Investing.com - Natural gas futures started the week in negative territory on Monday, amid speculation the end of the winter heating season will bring warmer temperatures throughout the U.S. and cut into demand for the fuel.
Front-month U.S. natural gas futures slumped 1.8 cents, or around 0.7%, to $2.682 per million British thermal units (btu) by 8:55AM ET (1255GMT).
The commodity lost about 1.2% last week, after weather forecasts showed that temperatures won't be as cold as previously expected.
Market experts warned that futures are likely to remain vulnerable in the near-term as below-normal temperatures in April mean less than they do in January and February.

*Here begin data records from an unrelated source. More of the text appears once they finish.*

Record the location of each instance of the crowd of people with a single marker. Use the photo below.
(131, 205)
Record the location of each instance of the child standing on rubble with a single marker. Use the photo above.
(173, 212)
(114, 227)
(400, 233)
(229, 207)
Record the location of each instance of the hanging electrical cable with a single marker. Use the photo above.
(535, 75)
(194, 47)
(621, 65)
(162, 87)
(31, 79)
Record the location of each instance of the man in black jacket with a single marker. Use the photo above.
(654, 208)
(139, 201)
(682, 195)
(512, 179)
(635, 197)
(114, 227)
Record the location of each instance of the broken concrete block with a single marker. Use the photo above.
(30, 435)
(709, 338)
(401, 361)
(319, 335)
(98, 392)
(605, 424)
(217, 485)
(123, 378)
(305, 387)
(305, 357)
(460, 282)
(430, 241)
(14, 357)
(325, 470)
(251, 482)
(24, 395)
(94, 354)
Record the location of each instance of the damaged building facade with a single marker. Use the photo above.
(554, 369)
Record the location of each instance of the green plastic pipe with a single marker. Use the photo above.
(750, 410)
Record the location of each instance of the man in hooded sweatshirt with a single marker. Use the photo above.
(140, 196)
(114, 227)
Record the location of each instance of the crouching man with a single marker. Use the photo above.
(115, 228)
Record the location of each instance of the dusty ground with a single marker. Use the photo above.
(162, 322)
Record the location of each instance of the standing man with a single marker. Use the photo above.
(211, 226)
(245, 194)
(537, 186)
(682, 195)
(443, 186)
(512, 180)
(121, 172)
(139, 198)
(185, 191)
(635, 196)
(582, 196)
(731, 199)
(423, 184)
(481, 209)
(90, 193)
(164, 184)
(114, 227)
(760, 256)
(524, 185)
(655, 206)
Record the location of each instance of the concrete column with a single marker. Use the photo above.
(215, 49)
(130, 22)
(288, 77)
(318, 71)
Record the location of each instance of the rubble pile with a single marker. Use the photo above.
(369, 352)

Spring usually sees the weakest demand for natural gas in the U.S, as the absence of extreme temperatures curbs demand for heating and air conditioning.
Meanwhile, market participants looked ahead to this week's storage data due on Thursday, which is expected to show a draw in a range between 8 and 20 billion cubic feet (bcf) in the week ended April 6.
That compares with a decline of 29 bcf in the preceding week, an increase of 10 bcf a year earlier and a five-year average rise of 9 bcf.
Total natural gas in storage currently stands at 1.354 trillion cubic feet (tcf), according to the U.S. Energy Information Administration.
That figure is 697 bcf, or around 34%, lower than levels at this time a year ago, and 347 bcf, or roughly 20.4%, below the five-year average for this time of year.
Record high domestic production levels have overshadowed the fact that stocks in storage are well below their seasonal averages for this time of year.